Bitirmeden en klasik birlik argümanına da değinelim: faşizme karşı birlik. Seçimler tartışmasının bu kadar yaygın olduğu, Millet İttifakı liderinin somut bir iktidar namzeti olarak bürokrasiyi tehdit ettiği, doksanlar askeri vesayetinden arta kalanların önemli bir bölümünün muhalefette olduğu ve Sedat Peker şahsında eski kontrgerilla aparatlarının sine-i millete döndüğü günümüz Türkiye’sinde herhalde faşistler vardır, devletin sert çekirdeğinin faşist kurumsallaşma geleneği vardır ama 2022’de bir faşist diktatörlük olasılığı yakın değildir. Liberallerin demokratikleşme söyleminden aparılmış otoriterlik tanımlarıyla melezlenmiş, liberal demokrasilerin sermaye diktatörlükleri olduğunu zımnen gizleyen faşizm tahlilleri günümüz Türkiye’sinde politik görevlerimizi tespit etmemizi kolaylaştırmıyor. Tam tersine CHP’nin baş aktör olduğu sınıf uzlaşılarını teorize etmenin önünü açıyor. Zaten görebildiğimiz kadarıyla, lafı çokça edilse de, Türkiye sınırları içinde böyle bir birlik çabası da, o çabaya gereken asgari örgütsel hazırlık da pratik olarak yoktur.

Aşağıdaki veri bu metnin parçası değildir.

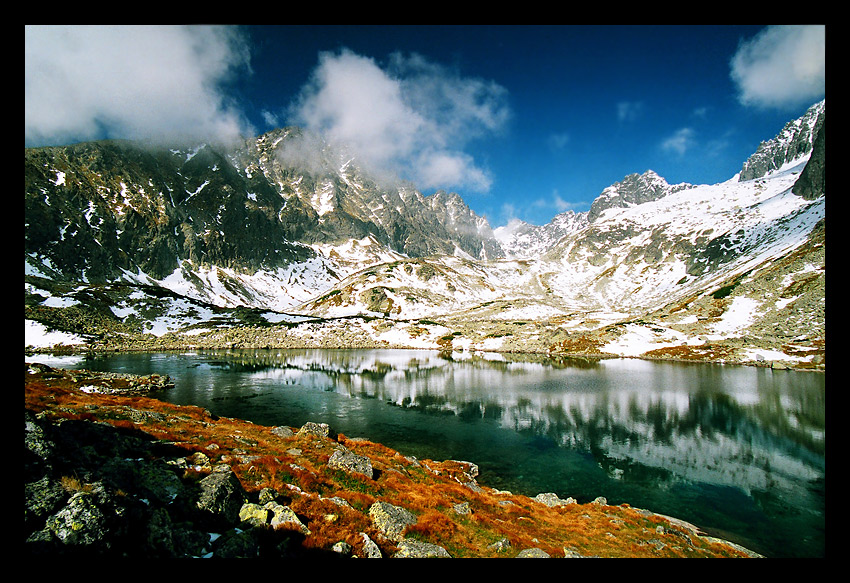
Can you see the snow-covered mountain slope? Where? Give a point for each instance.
(317, 255)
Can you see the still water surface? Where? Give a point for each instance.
(738, 451)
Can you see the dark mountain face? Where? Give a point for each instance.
(98, 208)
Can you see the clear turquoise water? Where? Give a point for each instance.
(739, 451)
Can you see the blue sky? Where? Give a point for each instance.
(522, 121)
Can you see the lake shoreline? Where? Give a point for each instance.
(75, 392)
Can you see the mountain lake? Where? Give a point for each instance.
(738, 451)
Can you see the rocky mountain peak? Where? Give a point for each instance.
(793, 143)
(633, 189)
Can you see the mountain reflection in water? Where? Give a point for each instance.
(739, 450)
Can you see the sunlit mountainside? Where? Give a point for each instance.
(284, 242)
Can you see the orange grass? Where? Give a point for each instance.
(296, 467)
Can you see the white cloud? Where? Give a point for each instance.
(558, 141)
(680, 142)
(629, 110)
(782, 66)
(413, 119)
(141, 82)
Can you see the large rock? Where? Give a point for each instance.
(414, 549)
(391, 520)
(348, 461)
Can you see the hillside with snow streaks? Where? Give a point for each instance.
(285, 242)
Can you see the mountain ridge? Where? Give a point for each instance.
(275, 227)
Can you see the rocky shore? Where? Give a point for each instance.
(110, 471)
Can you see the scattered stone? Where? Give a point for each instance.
(500, 545)
(282, 431)
(285, 517)
(462, 508)
(534, 553)
(221, 495)
(551, 499)
(391, 520)
(414, 549)
(319, 429)
(346, 460)
(370, 548)
(342, 548)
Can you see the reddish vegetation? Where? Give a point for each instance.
(297, 467)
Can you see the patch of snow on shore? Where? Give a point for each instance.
(38, 336)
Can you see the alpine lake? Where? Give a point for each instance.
(738, 451)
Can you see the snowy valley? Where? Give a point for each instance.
(248, 249)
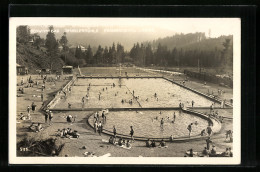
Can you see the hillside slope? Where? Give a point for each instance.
(33, 58)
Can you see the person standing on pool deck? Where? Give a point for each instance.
(33, 107)
(114, 131)
(189, 128)
(95, 126)
(162, 123)
(192, 103)
(174, 116)
(100, 127)
(132, 133)
(46, 116)
(28, 109)
(208, 141)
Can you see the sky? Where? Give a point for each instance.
(218, 26)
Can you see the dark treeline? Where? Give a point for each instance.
(178, 50)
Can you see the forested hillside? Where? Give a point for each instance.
(32, 53)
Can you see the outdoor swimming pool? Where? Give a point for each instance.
(168, 94)
(145, 124)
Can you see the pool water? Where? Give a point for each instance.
(168, 94)
(145, 124)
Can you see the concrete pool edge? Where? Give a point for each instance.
(212, 120)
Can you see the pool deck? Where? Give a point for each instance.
(214, 121)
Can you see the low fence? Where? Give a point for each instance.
(215, 122)
(210, 78)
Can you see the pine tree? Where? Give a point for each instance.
(51, 44)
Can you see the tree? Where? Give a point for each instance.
(64, 42)
(105, 56)
(22, 34)
(98, 56)
(51, 44)
(89, 55)
(78, 52)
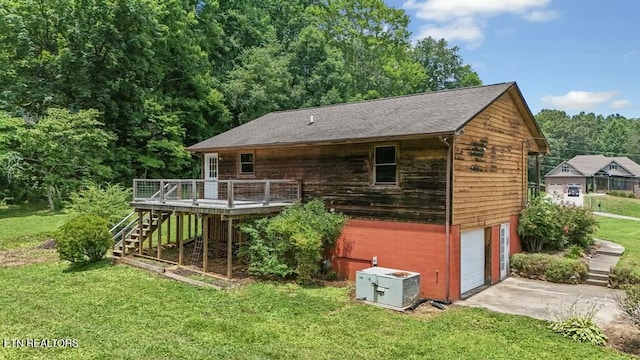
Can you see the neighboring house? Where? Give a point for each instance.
(433, 183)
(595, 173)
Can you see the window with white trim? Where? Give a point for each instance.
(385, 168)
(246, 163)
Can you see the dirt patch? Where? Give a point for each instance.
(19, 257)
(624, 337)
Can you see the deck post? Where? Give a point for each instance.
(230, 193)
(140, 232)
(160, 237)
(162, 191)
(267, 192)
(229, 248)
(205, 244)
(194, 192)
(179, 238)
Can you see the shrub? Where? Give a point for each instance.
(292, 242)
(630, 303)
(109, 202)
(553, 268)
(539, 226)
(576, 322)
(578, 224)
(85, 238)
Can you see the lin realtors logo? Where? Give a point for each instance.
(40, 343)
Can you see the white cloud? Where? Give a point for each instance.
(619, 104)
(541, 15)
(579, 100)
(466, 20)
(464, 29)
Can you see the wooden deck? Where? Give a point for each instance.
(210, 206)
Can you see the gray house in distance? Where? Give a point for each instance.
(595, 173)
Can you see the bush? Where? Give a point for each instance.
(85, 238)
(110, 202)
(539, 226)
(553, 268)
(580, 329)
(292, 242)
(576, 322)
(630, 303)
(579, 225)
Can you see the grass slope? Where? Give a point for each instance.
(118, 312)
(614, 205)
(26, 226)
(625, 233)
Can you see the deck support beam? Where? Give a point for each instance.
(160, 237)
(229, 247)
(140, 231)
(179, 238)
(205, 244)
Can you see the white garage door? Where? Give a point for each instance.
(471, 260)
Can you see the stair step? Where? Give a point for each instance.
(598, 282)
(599, 277)
(599, 272)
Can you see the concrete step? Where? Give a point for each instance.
(598, 282)
(600, 277)
(598, 272)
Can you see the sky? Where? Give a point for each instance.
(571, 55)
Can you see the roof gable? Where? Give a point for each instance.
(441, 112)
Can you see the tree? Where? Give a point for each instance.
(443, 65)
(62, 148)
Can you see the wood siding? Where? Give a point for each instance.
(342, 175)
(490, 166)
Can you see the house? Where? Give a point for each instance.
(595, 173)
(433, 183)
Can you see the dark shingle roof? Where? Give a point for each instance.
(427, 113)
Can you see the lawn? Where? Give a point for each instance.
(118, 312)
(614, 205)
(27, 225)
(625, 233)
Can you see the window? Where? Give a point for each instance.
(246, 164)
(385, 167)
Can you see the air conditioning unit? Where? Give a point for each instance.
(390, 288)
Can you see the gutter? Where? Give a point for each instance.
(447, 220)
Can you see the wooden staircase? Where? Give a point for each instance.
(129, 238)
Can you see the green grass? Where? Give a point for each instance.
(614, 205)
(118, 312)
(625, 233)
(27, 225)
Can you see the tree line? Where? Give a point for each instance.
(110, 90)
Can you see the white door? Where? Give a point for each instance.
(471, 260)
(504, 251)
(211, 173)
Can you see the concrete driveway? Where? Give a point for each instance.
(541, 300)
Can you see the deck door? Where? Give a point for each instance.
(504, 250)
(211, 176)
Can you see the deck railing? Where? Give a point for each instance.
(234, 192)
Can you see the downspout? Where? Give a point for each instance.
(447, 220)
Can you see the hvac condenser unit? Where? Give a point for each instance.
(395, 289)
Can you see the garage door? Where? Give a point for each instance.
(471, 260)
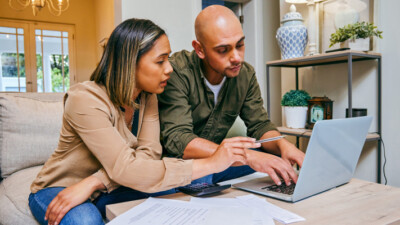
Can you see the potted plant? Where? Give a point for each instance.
(361, 32)
(295, 108)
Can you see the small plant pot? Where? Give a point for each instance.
(361, 44)
(296, 116)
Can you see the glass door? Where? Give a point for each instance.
(52, 60)
(12, 58)
(36, 57)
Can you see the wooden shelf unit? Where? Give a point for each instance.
(348, 57)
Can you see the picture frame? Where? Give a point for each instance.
(329, 17)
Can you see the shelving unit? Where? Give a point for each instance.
(348, 57)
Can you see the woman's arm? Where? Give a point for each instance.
(70, 197)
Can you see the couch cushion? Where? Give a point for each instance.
(14, 193)
(30, 125)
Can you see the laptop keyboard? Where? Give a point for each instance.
(283, 188)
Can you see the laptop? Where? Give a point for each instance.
(331, 158)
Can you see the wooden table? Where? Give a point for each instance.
(358, 202)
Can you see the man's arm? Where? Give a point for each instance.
(283, 148)
(199, 148)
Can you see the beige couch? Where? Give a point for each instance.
(30, 124)
(29, 130)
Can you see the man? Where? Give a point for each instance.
(208, 89)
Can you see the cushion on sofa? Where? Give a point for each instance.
(30, 126)
(14, 193)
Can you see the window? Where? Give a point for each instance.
(36, 57)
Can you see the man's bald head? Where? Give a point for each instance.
(213, 20)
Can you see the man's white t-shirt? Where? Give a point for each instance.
(215, 88)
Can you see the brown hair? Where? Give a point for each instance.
(116, 70)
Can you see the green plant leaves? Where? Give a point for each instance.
(295, 98)
(355, 31)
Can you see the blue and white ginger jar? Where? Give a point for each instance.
(292, 35)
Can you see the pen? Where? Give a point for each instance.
(270, 139)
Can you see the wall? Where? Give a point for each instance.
(104, 21)
(82, 15)
(176, 17)
(331, 81)
(390, 48)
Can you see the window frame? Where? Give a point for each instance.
(30, 47)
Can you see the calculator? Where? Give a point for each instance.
(201, 189)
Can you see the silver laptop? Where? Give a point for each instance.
(331, 158)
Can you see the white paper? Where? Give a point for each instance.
(172, 212)
(258, 217)
(274, 211)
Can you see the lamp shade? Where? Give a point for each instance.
(296, 1)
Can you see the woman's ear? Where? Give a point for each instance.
(198, 48)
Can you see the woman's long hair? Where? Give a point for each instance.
(116, 70)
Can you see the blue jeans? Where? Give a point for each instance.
(92, 212)
(85, 213)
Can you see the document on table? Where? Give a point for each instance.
(171, 212)
(274, 211)
(258, 217)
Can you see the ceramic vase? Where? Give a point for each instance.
(292, 35)
(361, 44)
(296, 116)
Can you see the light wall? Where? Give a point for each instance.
(176, 17)
(104, 21)
(390, 48)
(82, 15)
(331, 80)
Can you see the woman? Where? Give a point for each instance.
(99, 160)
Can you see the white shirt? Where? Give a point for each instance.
(215, 88)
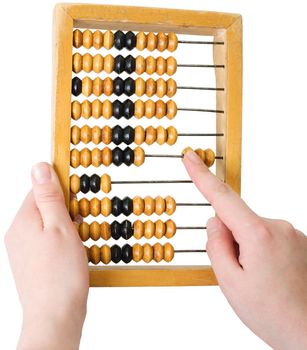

Şöyle bitirelim, proletaryanın pek çok eğilimi ama bir siyasal öznesi olur. O özne bugün var olan kendimizinki dahil hiçbir politik topluluğun organik gelişim ve dönüşümünün sonucu olarak ortaya çıkmayacaktır. Bulunduğumuz sektler içinden geçtiğimiz örgütsel ve ideolojik yenilgi döneminin siyasal sonuçlarıdır, ideal bir durum değildir. Birlik tartışmasına hep bu bilinçle bakmalı ve fakat siyasette bir artı birin hep iki etmeyeceğini de unutmamalıyız, ideolojik ve örgütsel yenilginin yükü yeterince ağır bugün başka ceset sırtlayamayız.

(Bu yazı Komite Dergisi’nin Aralık sayısında yayınlanacaktır.)